For the next two weeks, Embiid is more likely to be juggling a soccer ball during a shootaround than juggling defensive assignments in an NCAA Tournament game. For now, Self is still holding out hope that Embiid might return next week during the opening rounds of the NCAA Tournament, but he concedes that the “percentages are that he won’t.”
This was reality as the Jayhawks arrived in Kansas City and waited to face No. 8 seed Oklahoma State at 2 p.m. Thursday. For the next two weeks, the focus will linger on the status of Embiid’s back. But in more practical terms, Self would like to focus on what the Jayhawks still have.
“You should never, ever talk about what you don’t have when things don’t go well,” Self said. “So we have to make some adjustments. We can’t let opponents get to the rim, because obviously the rim protector is not there as much as we’ve had in the past.”
The loss of Embiid leaves a hole in the middle, but the Jayhawks are confident they can be great with him on the sideline. They believe they have enough.
Just one season ago, sophomore forward Perry Ellis arrived at the Sprint Center as a freshman in the final stages of an up-and-down first season. Three days later, he was selected to the all-tournament team, averaging 13.2 points and 6.4 rebounds as Kansas won its sixth Big 12 tournament in eight years.
“I just remember coach telling me to be aggressive,” Ellis said, “and he’s telling me the same this year.”
The Jayhawks will need increased production from Ellis over the next couple of weeks, but they will also need more steady play from senior forward Tarik Black, who has slid into the starting lineup.
Black had 19 points in Kansas’ Senior Day victory over Texas Tech — the first game after Embiid was shut down — but he backed that up with just two points in the loss at West Virginia.

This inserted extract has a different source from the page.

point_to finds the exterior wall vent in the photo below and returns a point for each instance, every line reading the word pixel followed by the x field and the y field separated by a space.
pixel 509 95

“It wasn’t a one-man show when he was with us,” Black said. “He was a big part of our team. But at the same time, we’re still just Kansas. We’re still just the name on the front of the jersey, so that’s how we plan to play.”
In three games without Embiid, Kansas is 2-1, the victories coming against conference lightweights Texas Tech and TCU. Now the Jayhawks must prove they can be an elite team without Embiid. The process starts today against Oklahoma State, who handed Kansas a loss in the last game before the KU staff detected Embiid’s stress fracture.
“I want to see us play tougher,” Self said. “I want to see us make somebody play poorly as opposed to everybody operating within their comfort zone against us.”
For now, the Jayhawks likely project as a No. 2 seed in the NCAA Tournament. But that might change with an early exit on Thursday. The NCAA selection committee could also factor in Embiid’s injury into the Jayhawks’ seeding, but Self says he’s not too concerned with that possibility.
“You’re assuming that things won’t go well this weekend,” Self said, adding: “You’d like to go into the postseason tournament and validate what you’ve done over the last couple months. And that would be to come over here and play really well and to win it.”
Before the Jayhawks left the Sprint Center court on Wednesday afternoon, they huddled up for a moment, ending practice with the same words as always.
“1-2-3, national champs!”
“We can still do that,” Black said. “We’re definitely still, in my mind, one of the top teams in the country. We’re definitely still a contender. It hasn’t gone out the window at all.”